I want to have my cake, and eat it too!

I just knew that someone would still not be happy!

Let me repeat, I do withdraw money from my 529 to pay expenses and tuition and it is declared on fafsa 45j, and consequently aid is reduced.

This whole hullaballo was because ex-wife said that if paying for an unnecessary summer abroad, reduced financial aid further, that I would have to pick up the tab for the reduction. So I was looking for a solution. I am thankful for all the advice here.

Ex-wife does not complain when aid is reduced when I pay for things that she thinks are necessary.

Once I feel a discussion is over, I like to summarize what I learned in the discussion.
Like I did in the other thread I opened.

Most information here regarding 529 plans will apply to non-custodial parents, but also grandparents 529’s.
Also the discussion is only meaningful for schools that only require only fafsa, either because they are fafsa-only schools, or because the college is not providing institutional need aid anyway.

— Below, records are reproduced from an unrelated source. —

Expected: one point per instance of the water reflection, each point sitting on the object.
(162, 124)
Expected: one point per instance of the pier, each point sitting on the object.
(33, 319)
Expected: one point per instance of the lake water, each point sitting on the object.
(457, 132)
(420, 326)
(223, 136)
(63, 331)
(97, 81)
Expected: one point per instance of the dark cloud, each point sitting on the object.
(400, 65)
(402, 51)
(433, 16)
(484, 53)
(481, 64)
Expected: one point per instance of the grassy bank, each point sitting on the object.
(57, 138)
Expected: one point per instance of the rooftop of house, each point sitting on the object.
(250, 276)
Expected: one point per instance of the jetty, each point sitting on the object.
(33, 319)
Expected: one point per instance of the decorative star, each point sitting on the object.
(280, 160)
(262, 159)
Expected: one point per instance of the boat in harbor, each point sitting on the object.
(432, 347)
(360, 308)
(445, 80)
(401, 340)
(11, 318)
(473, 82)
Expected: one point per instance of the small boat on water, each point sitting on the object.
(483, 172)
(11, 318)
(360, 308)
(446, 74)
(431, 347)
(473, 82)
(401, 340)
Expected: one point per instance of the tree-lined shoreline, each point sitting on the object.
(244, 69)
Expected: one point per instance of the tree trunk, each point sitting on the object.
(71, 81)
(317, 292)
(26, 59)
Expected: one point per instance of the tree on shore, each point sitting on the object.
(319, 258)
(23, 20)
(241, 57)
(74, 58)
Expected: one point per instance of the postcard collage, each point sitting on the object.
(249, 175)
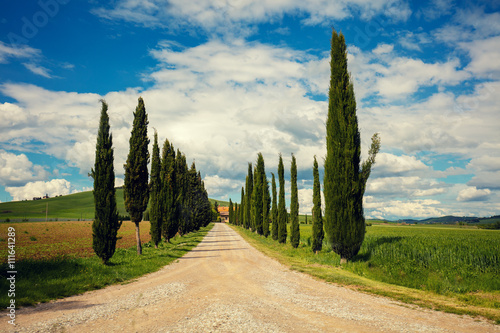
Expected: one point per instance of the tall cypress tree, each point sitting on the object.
(257, 195)
(274, 209)
(236, 214)
(156, 188)
(231, 211)
(105, 225)
(344, 182)
(136, 187)
(318, 233)
(266, 205)
(282, 213)
(294, 207)
(168, 174)
(248, 197)
(182, 179)
(242, 207)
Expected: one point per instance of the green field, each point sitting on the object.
(78, 206)
(69, 207)
(443, 267)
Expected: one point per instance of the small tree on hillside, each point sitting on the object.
(318, 233)
(294, 207)
(105, 226)
(156, 187)
(136, 187)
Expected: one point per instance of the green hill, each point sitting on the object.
(78, 206)
(69, 207)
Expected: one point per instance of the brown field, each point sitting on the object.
(46, 240)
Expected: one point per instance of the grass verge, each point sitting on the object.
(43, 280)
(303, 260)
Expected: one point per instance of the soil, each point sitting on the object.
(225, 285)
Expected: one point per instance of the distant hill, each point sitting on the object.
(68, 207)
(77, 206)
(447, 220)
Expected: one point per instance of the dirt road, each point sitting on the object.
(225, 285)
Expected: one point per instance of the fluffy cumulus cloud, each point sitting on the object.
(39, 189)
(229, 17)
(420, 208)
(18, 169)
(227, 98)
(8, 52)
(473, 194)
(222, 103)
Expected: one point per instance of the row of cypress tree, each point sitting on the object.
(179, 201)
(344, 180)
(258, 210)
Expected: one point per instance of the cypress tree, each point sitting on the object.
(257, 195)
(182, 199)
(318, 233)
(231, 211)
(248, 197)
(136, 187)
(274, 209)
(169, 191)
(156, 187)
(105, 225)
(266, 205)
(294, 207)
(344, 182)
(282, 213)
(242, 207)
(236, 214)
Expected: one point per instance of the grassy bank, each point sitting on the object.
(444, 268)
(43, 280)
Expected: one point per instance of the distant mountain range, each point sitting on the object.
(452, 220)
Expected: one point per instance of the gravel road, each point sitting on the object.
(225, 285)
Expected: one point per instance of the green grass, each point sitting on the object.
(41, 281)
(442, 260)
(441, 267)
(73, 206)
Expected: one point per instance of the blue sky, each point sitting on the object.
(224, 80)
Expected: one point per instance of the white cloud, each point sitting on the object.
(217, 186)
(38, 70)
(18, 169)
(484, 54)
(403, 209)
(237, 17)
(24, 51)
(393, 165)
(383, 48)
(39, 189)
(12, 115)
(473, 194)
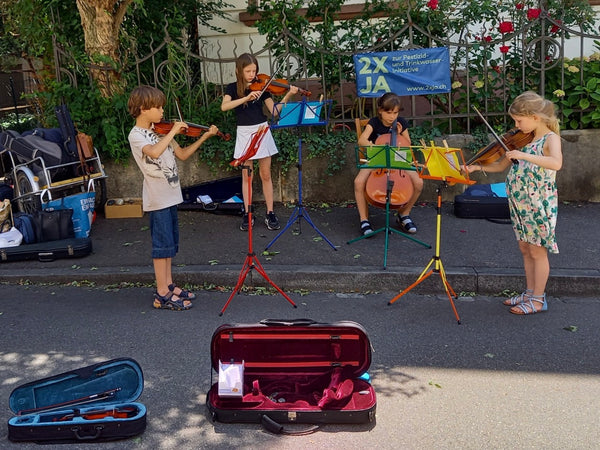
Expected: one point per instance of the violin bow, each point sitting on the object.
(253, 146)
(75, 402)
(178, 110)
(498, 138)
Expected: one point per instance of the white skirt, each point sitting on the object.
(244, 136)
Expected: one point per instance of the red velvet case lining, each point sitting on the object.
(305, 368)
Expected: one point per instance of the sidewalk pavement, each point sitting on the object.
(478, 256)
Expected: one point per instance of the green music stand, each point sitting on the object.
(386, 157)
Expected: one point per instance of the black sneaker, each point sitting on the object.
(406, 224)
(245, 222)
(365, 228)
(272, 221)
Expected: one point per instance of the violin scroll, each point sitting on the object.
(275, 86)
(192, 130)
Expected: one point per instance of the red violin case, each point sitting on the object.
(90, 404)
(296, 371)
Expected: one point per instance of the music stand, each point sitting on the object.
(251, 261)
(387, 158)
(443, 164)
(298, 114)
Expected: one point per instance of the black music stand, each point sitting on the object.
(442, 164)
(387, 158)
(298, 114)
(251, 261)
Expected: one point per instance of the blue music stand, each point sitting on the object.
(298, 114)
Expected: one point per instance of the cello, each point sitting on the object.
(377, 183)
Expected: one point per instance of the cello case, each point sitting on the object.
(483, 201)
(291, 371)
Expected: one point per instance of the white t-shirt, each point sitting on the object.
(161, 187)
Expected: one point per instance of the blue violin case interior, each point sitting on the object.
(90, 404)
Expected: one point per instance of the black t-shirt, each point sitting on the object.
(250, 113)
(379, 128)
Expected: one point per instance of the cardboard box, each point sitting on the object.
(129, 209)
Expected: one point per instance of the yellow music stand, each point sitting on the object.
(443, 164)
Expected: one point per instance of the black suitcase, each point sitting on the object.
(48, 251)
(90, 404)
(296, 371)
(223, 196)
(482, 201)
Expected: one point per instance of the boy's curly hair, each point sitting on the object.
(145, 97)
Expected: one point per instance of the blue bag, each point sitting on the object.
(24, 223)
(83, 210)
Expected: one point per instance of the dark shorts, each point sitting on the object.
(164, 229)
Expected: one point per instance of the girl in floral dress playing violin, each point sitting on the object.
(532, 194)
(250, 116)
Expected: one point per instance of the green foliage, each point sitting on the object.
(19, 123)
(579, 103)
(489, 34)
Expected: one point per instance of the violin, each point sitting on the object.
(192, 130)
(115, 413)
(275, 86)
(513, 139)
(376, 187)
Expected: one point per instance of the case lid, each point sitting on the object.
(115, 381)
(276, 346)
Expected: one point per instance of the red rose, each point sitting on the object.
(533, 13)
(433, 4)
(506, 27)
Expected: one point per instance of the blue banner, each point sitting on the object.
(405, 72)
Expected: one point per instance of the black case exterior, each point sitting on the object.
(54, 410)
(48, 251)
(480, 202)
(303, 352)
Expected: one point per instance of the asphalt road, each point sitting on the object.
(494, 381)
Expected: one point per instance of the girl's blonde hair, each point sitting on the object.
(145, 97)
(530, 103)
(245, 59)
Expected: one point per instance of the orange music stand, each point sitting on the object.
(442, 164)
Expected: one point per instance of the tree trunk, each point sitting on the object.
(101, 21)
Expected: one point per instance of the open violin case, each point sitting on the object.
(296, 371)
(91, 404)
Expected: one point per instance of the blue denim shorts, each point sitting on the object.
(164, 229)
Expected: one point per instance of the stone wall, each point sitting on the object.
(579, 179)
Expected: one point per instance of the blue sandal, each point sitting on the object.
(518, 299)
(184, 294)
(406, 224)
(365, 228)
(167, 302)
(527, 307)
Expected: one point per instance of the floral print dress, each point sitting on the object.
(533, 199)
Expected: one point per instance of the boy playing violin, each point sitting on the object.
(155, 156)
(388, 110)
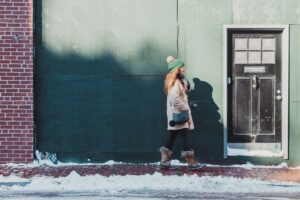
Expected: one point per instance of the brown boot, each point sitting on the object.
(166, 155)
(191, 160)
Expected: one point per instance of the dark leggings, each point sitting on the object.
(183, 133)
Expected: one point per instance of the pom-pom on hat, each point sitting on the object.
(174, 63)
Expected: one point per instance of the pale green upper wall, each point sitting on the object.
(266, 11)
(137, 33)
(201, 40)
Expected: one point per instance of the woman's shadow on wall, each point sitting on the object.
(207, 137)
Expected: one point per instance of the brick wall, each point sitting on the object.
(16, 81)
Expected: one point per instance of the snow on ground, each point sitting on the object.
(193, 183)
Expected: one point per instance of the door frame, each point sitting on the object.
(284, 76)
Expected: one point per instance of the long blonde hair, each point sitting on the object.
(170, 80)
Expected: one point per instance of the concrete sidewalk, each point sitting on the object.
(267, 174)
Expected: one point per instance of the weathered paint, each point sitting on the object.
(266, 11)
(294, 128)
(100, 67)
(99, 78)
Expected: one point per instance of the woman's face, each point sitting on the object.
(181, 70)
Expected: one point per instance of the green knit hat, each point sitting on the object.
(174, 63)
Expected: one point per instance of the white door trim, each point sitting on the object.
(284, 74)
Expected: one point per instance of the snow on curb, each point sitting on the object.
(193, 183)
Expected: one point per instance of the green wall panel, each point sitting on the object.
(294, 128)
(100, 66)
(99, 73)
(266, 11)
(294, 63)
(294, 119)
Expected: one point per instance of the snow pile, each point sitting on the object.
(75, 182)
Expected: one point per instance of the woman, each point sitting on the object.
(176, 88)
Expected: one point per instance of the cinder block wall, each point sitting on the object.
(16, 81)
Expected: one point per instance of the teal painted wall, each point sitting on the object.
(100, 66)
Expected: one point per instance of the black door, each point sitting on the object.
(254, 87)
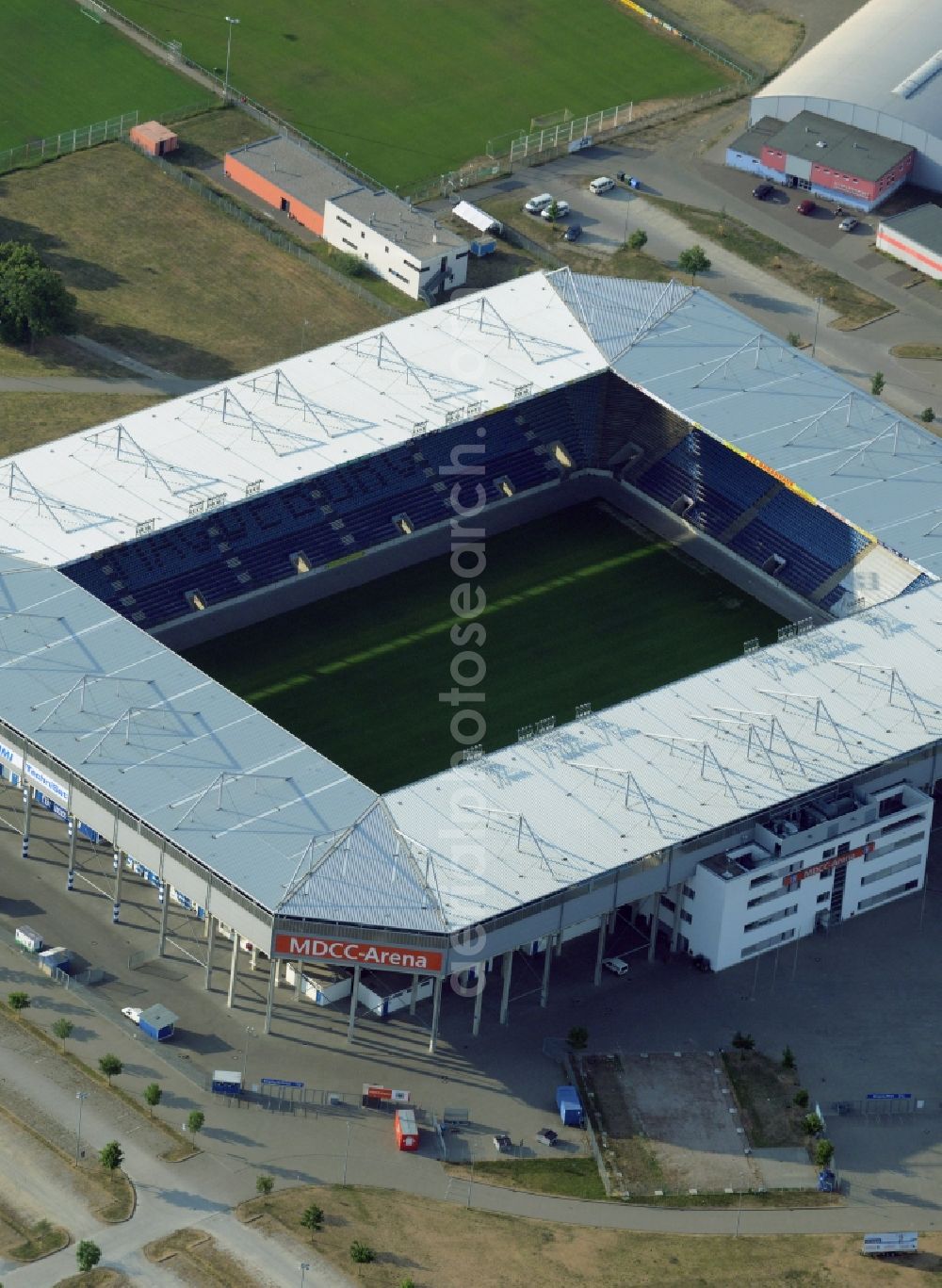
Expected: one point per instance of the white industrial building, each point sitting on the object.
(881, 71)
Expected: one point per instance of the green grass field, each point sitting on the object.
(579, 610)
(414, 88)
(60, 70)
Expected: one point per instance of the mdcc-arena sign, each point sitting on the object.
(347, 952)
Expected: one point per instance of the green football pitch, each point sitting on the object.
(579, 610)
(60, 70)
(414, 88)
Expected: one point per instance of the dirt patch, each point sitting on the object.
(194, 1257)
(674, 1115)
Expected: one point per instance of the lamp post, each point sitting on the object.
(80, 1097)
(232, 22)
(250, 1034)
(819, 302)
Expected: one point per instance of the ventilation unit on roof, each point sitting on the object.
(920, 76)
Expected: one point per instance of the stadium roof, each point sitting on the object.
(64, 500)
(724, 372)
(739, 740)
(921, 224)
(299, 835)
(883, 58)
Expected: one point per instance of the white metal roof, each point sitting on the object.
(69, 498)
(878, 59)
(674, 764)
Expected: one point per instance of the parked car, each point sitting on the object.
(561, 210)
(535, 204)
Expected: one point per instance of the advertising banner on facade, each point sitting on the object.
(347, 952)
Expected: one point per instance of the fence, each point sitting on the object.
(69, 140)
(271, 235)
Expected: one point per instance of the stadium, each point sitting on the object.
(698, 811)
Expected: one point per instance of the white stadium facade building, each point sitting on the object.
(726, 814)
(879, 71)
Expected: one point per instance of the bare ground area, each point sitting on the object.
(675, 1112)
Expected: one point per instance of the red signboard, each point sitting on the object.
(348, 952)
(794, 878)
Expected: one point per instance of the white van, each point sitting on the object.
(535, 204)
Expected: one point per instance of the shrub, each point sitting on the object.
(824, 1153)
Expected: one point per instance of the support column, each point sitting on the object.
(27, 818)
(233, 968)
(269, 1000)
(479, 999)
(210, 947)
(73, 838)
(436, 1015)
(600, 951)
(547, 966)
(505, 992)
(675, 927)
(165, 907)
(116, 907)
(354, 996)
(656, 921)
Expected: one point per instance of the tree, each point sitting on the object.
(111, 1067)
(88, 1255)
(812, 1125)
(111, 1157)
(694, 260)
(313, 1218)
(34, 301)
(742, 1042)
(824, 1153)
(62, 1029)
(577, 1038)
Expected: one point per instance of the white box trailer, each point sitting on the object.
(478, 218)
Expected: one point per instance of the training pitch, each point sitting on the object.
(62, 69)
(414, 88)
(579, 610)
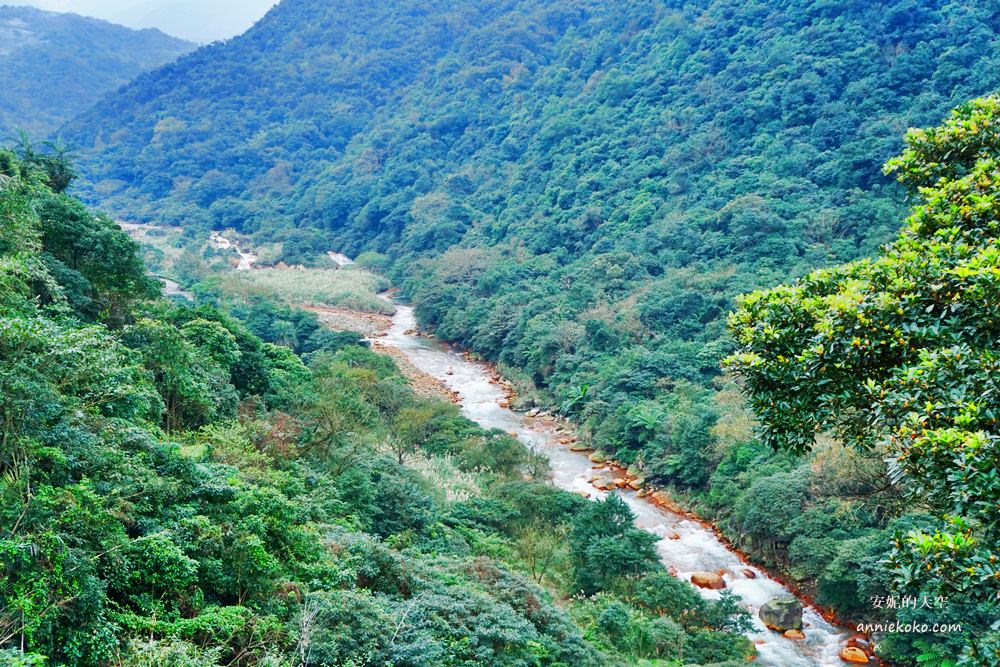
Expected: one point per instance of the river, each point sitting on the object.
(698, 549)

1 - You can put up to $70K into a 529 plan without incurring gift tax.
2 - When money is withdrawn from the 529 to the student it does not incur gift tax.
(Therefore it never make sense to withdraw to yourself or pay the university directly from the 529)
3 - When you withdraw from non-custodial 529 to student, that should get declared on fafsa line 45j
This causes a 50% marginal increase in EFC, but that is what has to be done.
on the other hand the 529 is not declared as an asset on the fafsa, since it is the non-custodial parent’s
4 - 529 plan money can only be used for tuition, fees, room, board, books. Withdrawal over those incur penalties and taxes.
5 - if student has a merit scholarship you can withdraw the equivalent amount from the 529 without incurring penalties, (but still paying taxes on the gains at student’s tax rate, which will be low or close to zero). Money withdrawn through this option can be used for anything
6 - 529 plan money withdrawn Junior Spring semester and later does not need to be declared on fafsa, since there is no further fafsa to file after that point.


Regarding non-529 support non-custodial parent wants to provide:

1 - If given directly to student, has to be declared on fafsa 45j, causing 50% marginal increase in EFC.
2 - If given to custodial parent, for her to spend on kid, independent of if part of a legal requirement, it should be declared as child support on fafsa 94c, causing a 25% marginal increase in EFC.
Even though this is better from a fafsa perspective, there is some loss of control, as custodial parent can do whatever he/she wants with the money, also current spouse is more comfortable giving money directly to student.
3 - non-custodial parent can provide a fully legal loan at prime+2% interest. After Junior Spring semester, loans can be forgiven, paying attention to gift tax limits(14K/y/pp), splitting into separate tax years if necessary.
4 - Also fully draw down on any federal loans available to student, or custodial parent. After Junior Spring semester, loans can be paid off on behalf of student, or custodial parent, paying attention to gift tax limits(14/y/pp), splitting into separate tax years if necessary. In this case student and/or custodial parent need to trust non-custodial parent enough that the loans will in fact be eventually paid.

Finally, it seems that there is a loophole in that grandparents are allowed to give money to custodial parents instead of directly to the student, and it does not need to appear anywhere on the fafsa as long as under gift tax limits(14K/y/pp).

In the entire discussion, anything over gift tax limit, I did not address, since it is not within my reality, and I am not sure of the effects in that case.